Christopher Roupe, 17 ans

Bien que cela vienne appuyer les propos de la policière, ce ne sont que des spéculations. Toute cette histoire n’est-elle qu’une grosse et tragique erreur? Christopher avait-il à la main une manette de Wii ou un pistolet à air comprimé? Pour l’instant on ne peut dire qui dit vrai, car l’histoire fait toujours l’objet d’une enquête par le Bureau d’Investigation de Géorgie. On nous rapporte aussi que Beth Gatny a été suspendue pour une période indéterminée. Bien qu’il soit impossible pour le moment de jouer aux juges et excuser ou non l’agente de police, les plus récentes nouvelles ne jouent pas en faveur de la policière. En effet, selon son historique au sein de différents corps policiers, Gatny n’est pas sans taches. Plusieurs manquements et avertissements concernant ses méthodes de travail, mais le plus choquant, ce n’est pas la première fois qu’elle ouvre le feu en direction d’un individu pour des raisons nébuleuses. En effet, en 2008, lors d’une altercation, elle ouvrit le feu sur un individu qui tentait d’enlever son sac à dos, convaincue qu’il s’apprêtait à y sortir une arme. Heureusement, le tir manqua. Bien que son collègue affirma qu’elle n’avait aucune raison de tirer, elle fut innocentée par les affaires internes, car l’appel à laquelle elle répondait l’avait averti que les suspects pouvaient être armés. Bref, l’enquête qui est en cours nous permettra, une fois arrivée à terme, de nous éclairer sur la situation.

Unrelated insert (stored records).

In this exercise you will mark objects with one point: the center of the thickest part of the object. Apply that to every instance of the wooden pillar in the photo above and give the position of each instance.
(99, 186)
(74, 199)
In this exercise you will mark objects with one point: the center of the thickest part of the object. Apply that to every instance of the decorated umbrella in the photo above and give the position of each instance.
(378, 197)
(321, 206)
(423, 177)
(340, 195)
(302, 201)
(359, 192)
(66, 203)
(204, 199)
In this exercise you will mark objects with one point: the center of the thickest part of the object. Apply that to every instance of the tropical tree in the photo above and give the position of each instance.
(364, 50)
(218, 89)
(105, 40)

Beth Gatny, agente de police

Personnellement, j’ai de la difficulté à comprendre pourquoi il est possible que de telles situations arrivent. Je comprends qu’une arme puisse faire partie de l’équipement de base d’un policier, mais de là à la pointer en direction de la porte avant même qu’on l’ait ouvert, je trouve cela dur à concevoir (rappelons-nous que nous ne sommes qu’en contexte de mandat pour violation de condition de probation). Effectivement, Beth Gatny avait déjà dégainé son arme et était prête à tirer lorsque Christopher ouvrit la porte. Elle avait supposément entendu le bruit d’un mécanisme d’arme à feu. Est-ce nécessaire, à la base, de laisser des agents de police armés s’occuper des mandats d’arrestation pour simple violation de probation? Peut-être que dans la mentalité américaine ce l’est, mais en regardant ailleurs on peut vite s’apercevoir que des alternatives existent. Pensons, par exemple, au modèle anglais. Les policiers, nommés « bobbies », ne portent aucune arme à feu. Au lieu de les entraîner à apprendre à manier une arme mortelle, on leur apprend d’autres techniques qu’ils peuvent utiliser dans divers contextes. À la limite, les policiers pourraient être simplement accompagnés d’un agent en veston-cravate (avec un gilet par balles, par sécurité) spécialisé dans les cas de probation et cela diminuerait déjà de beaucoup les risques d’escalade. Ce dernier pourrait s’occuper de toutes les interactions verbales et aurait la sécurité d’être accompagné de policiers en cas de besoin. Une solution toute simple, mais qui aurait probablement pu sauver la vie d’un jeune homme de 17 ans.